Nous fêtons aujourd’hui les 125 ans d’existence de la Société de Musique de La Chaux-de-Fonds et cette plaquette retrace les dernières années de cette longue aventure. C’est un grand honneur que de présider aux destinées d’une telle tradition. La ville de La Chaux-de-Fonds a développé ses lieux d’arts avant d’avoir accès à l’eau courante. Cela montre bien le besoin de la population de se nourrir de ce qui caractérise l’être humain : son désir de stimulation intellectuelle et de culture. La musique en fait partie et c’est bien naturellement que le besoin de créer une Société de musique s’est fait sentir, au moment où la ville connaissait un essor économique sans précédent.
L’existence de cette même Société de musique aujourd’hui, association culturelle non institutionnelle, relève plus du défi. Elle marque l’attachement d’une population à sa singularité. En effet, aucune autre ville de moins de cinquante mille habitants, même à la petite échelle de la Suisse, ne peut se targuer de proposer autant de concerts de niveau international à ses concitoyens depuis tant d’années.
Si l’éloignement des grands centres et la présence d’élites cultivées ont concouru au développement de cette offre culturelle d’exception dans les montagnes neuchâteloises, la réalité d’aujourd’hui est bien différente. L’offre culturelle est très variée, la mobilité des gens s’est accrue et les habitudes de consommation ont changé. Même si la musique dite classique représente toujours un vecteur culturel majeur, maintenir, saison après saison, un haut niveau artistique dans notre Salle de musique représente une activité qui n’a plus rien à voir avec l’organisation d’un simple concert. Pour exister, il faut se faire connaître, dans la presse écrite, à la radio, à la télévision, sur internet et sur les réseaux sociaux. Il faut coordonner l’organisation d’un concert avec la sortie d’un disque. Il faut enfin profiter de l’actualité d’un artiste pour retenir l’attention du public.

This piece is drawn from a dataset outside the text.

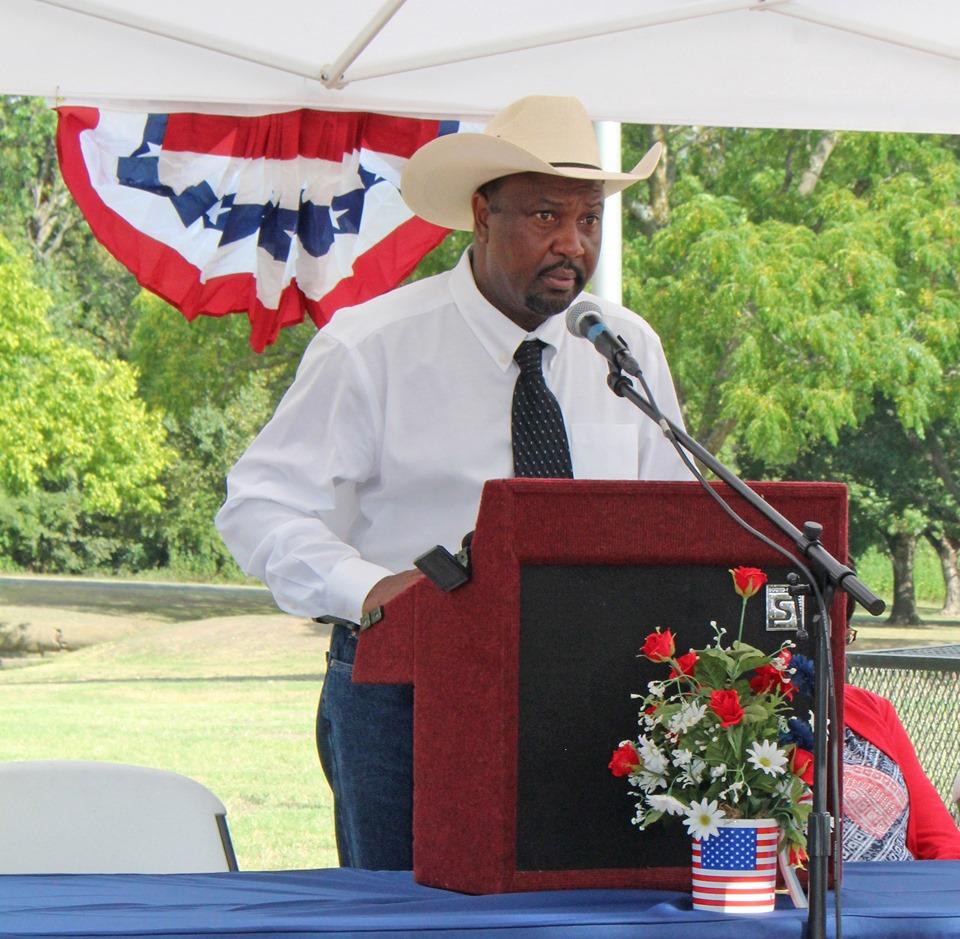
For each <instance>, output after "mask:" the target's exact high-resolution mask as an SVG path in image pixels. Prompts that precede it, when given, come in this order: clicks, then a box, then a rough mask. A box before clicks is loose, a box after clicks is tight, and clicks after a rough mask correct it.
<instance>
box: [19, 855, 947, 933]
mask: <svg viewBox="0 0 960 939" xmlns="http://www.w3.org/2000/svg"><path fill="white" fill-rule="evenodd" d="M842 898H843V910H844V913H843V934H844V936H845V937H848V939H856V937H864V939H866V937H870V939H878V937H890V939H922V937H933V936H937V937H943V936H960V861H915V862H912V863H900V864H848V865H846V874H845V879H844V886H843V893H842ZM831 904H832V894H831ZM832 920H833V913H832V910H831V913H830V921H829V922H828V924H827V925H828V935H833V921H832ZM805 923H806V911H804V910H795V909H793V908H792V906H791V904H790V902H789V900H788V898H787V897H786V896H782V897H779V899H778V903H777V911H776V912H775V913H768V914H762V915H759V916H730V915H723V914H720V913H701V912H695V911H694V910H692V909H691V906H690V897H689V895H687V894H685V893H673V892H668V891H652V890H569V891H545V892H539V893H513V894H502V895H497V896H483V897H472V896H465V895H463V894H456V893H449V892H447V891H443V890H436V889H433V888H430V887H422V886H419V885H418V884H416V883H414V881H413V878H412V876H411V875H410V874H409V873H395V872H382V871H354V870H316V871H270V872H263V873H253V872H240V873H230V874H167V875H134V874H112V875H93V874H73V875H69V874H56V875H49V874H48V875H35V876H20V875H6V876H0V935H2V936H3V937H4V939H17V937H39V936H42V937H46V939H49V937H61V936H62V937H77V936H83V937H110V939H120V937H141V936H176V937H178V939H187V937H193V936H204V937H234V936H235V937H238V939H240V937H243V939H250V937H266V936H280V937H283V939H300V937H303V939H306V937H324V939H329V937H341V936H344V937H345V936H363V935H370V936H383V935H385V936H389V937H391V939H397V937H403V936H414V935H421V934H422V935H426V936H428V937H429V939H442V937H448V936H474V937H476V936H485V935H491V936H494V937H495V939H513V937H524V939H527V937H534V936H536V937H554V936H556V937H560V939H574V937H575V939H580V937H583V939H587V937H590V939H594V937H601V939H603V937H617V939H623V937H627V936H630V937H643V939H647V937H667V936H669V937H670V939H678V937H686V936H699V935H703V936H704V937H709V939H727V937H729V939H750V937H757V939H760V937H771V936H774V937H776V939H791V937H796V939H800V937H802V935H803V932H804V926H805Z"/></svg>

Bien que nous puissions toujours compter sur un public régional de connaisseurs, nous devons aussi élargir notre horizon. Si Lausanne, Genève, Berne et Zurich se sont rapprochées de La Chaux-de-Fonds, La Chaux-de-Fonds doit aussi se rapprocher des principales villes de Suisse. Attirer un public aussi large que possible à nos concerts est la clé de notre succès futur.

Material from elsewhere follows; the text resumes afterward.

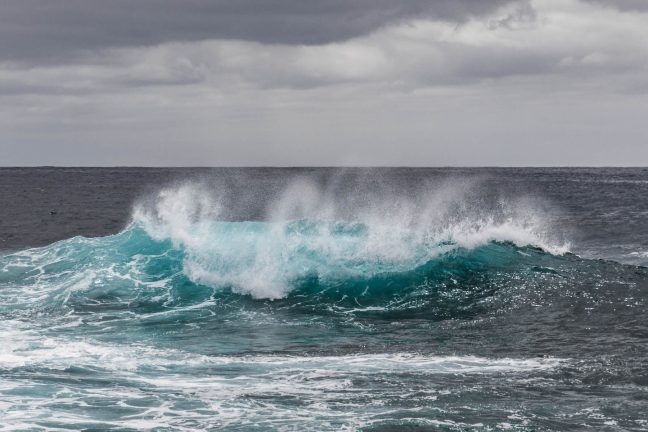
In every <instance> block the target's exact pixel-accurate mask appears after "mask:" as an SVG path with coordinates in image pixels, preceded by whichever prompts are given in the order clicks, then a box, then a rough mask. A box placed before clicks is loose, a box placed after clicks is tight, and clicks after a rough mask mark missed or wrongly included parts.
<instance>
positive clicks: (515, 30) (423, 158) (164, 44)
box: [0, 0, 648, 165]
mask: <svg viewBox="0 0 648 432" xmlns="http://www.w3.org/2000/svg"><path fill="white" fill-rule="evenodd" d="M642 4H645V3H644V2H643V0H642V1H641V2H631V1H630V0H627V1H625V2H624V1H623V0H617V1H614V0H610V1H609V2H608V1H603V0H552V1H546V0H519V1H507V0H493V1H483V0H472V1H471V0H463V1H451V0H440V1H431V0H427V1H423V0H403V1H394V0H355V1H353V0H347V1H342V0H334V1H308V0H286V1H278V0H263V1H262V0H257V1H251V0H240V1H237V2H234V1H232V2H227V3H226V2H222V1H213V2H207V1H198V0H182V1H181V0H156V1H153V0H136V1H133V0H128V1H127V0H112V1H96V2H95V1H90V0H42V1H41V0H38V1H35V0H4V1H0V102H1V103H0V164H8V165H12V164H17V165H22V164H72V165H74V164H77V165H88V164H90V165H111V164H136V165H169V164H181V165H196V164H198V165H200V164H207V165H302V164H310V165H336V164H342V165H344V164H347V165H348V164H361V165H362V164H365V165H366V164H369V165H371V164H380V165H393V164H396V165H412V164H414V165H465V164H473V165H497V164H505V165H533V164H540V165H551V164H579V163H580V164H592V165H595V164H608V165H614V164H635V165H636V164H646V163H648V146H646V142H648V132H647V129H646V128H645V127H644V126H643V125H644V123H645V121H643V117H645V107H646V106H647V105H646V97H647V96H648V92H647V91H646V89H648V45H646V40H648V14H647V13H645V12H646V11H647V10H648V9H647V10H644V9H646V8H642Z"/></svg>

Notre raison d’être est de proposer à une région une activité qui rassemble, une activité qui élève, une activité qui réjouit. La musique classique est une forme de culture élitaire, même si bien des organisateurs de concerts s’en défendent. Entrer dans une salle de musique représente un effort pour certains. Mais des efforts importants sont aussi consentis pour attirer dans notre salle un public jeune, ouvert et parfois surpris. Ce sont nos spectateurs de demain et même si la diversité culturelle qui caractérise notre jeunesse pourrait laisser penser que la musique classique, après un développement extraordinaire au XXe siècle, va être reléguée au rang de folklore, je reste convaincu que cette forme d’art va continuer de se développer.
La musique classique est le reflet de l’âme et de nos émotions, certes comme toute forme d’art, mais qui touche l’intime par les vecteurs mêmes qu’elle utilise. Le monde s’accélère, la technologie permettra bientôt de se déplacer virtuellement. Des ordinateurs composent aujourd’hui de la musique après en avoir été les instruments. Alors que penser d’une musique qui se joue sur des instruments inventés il y a au minimum 150 ans, sans amplification, avec des auditeurs attentifs et concentrés ? Qu’elle est humaine, justement.
Arthur Rubinstein disait que lorsqu’il jouait Chopin, il savait qu’il parlait directement au cœur des gens. Longue vie à la Société de Musique.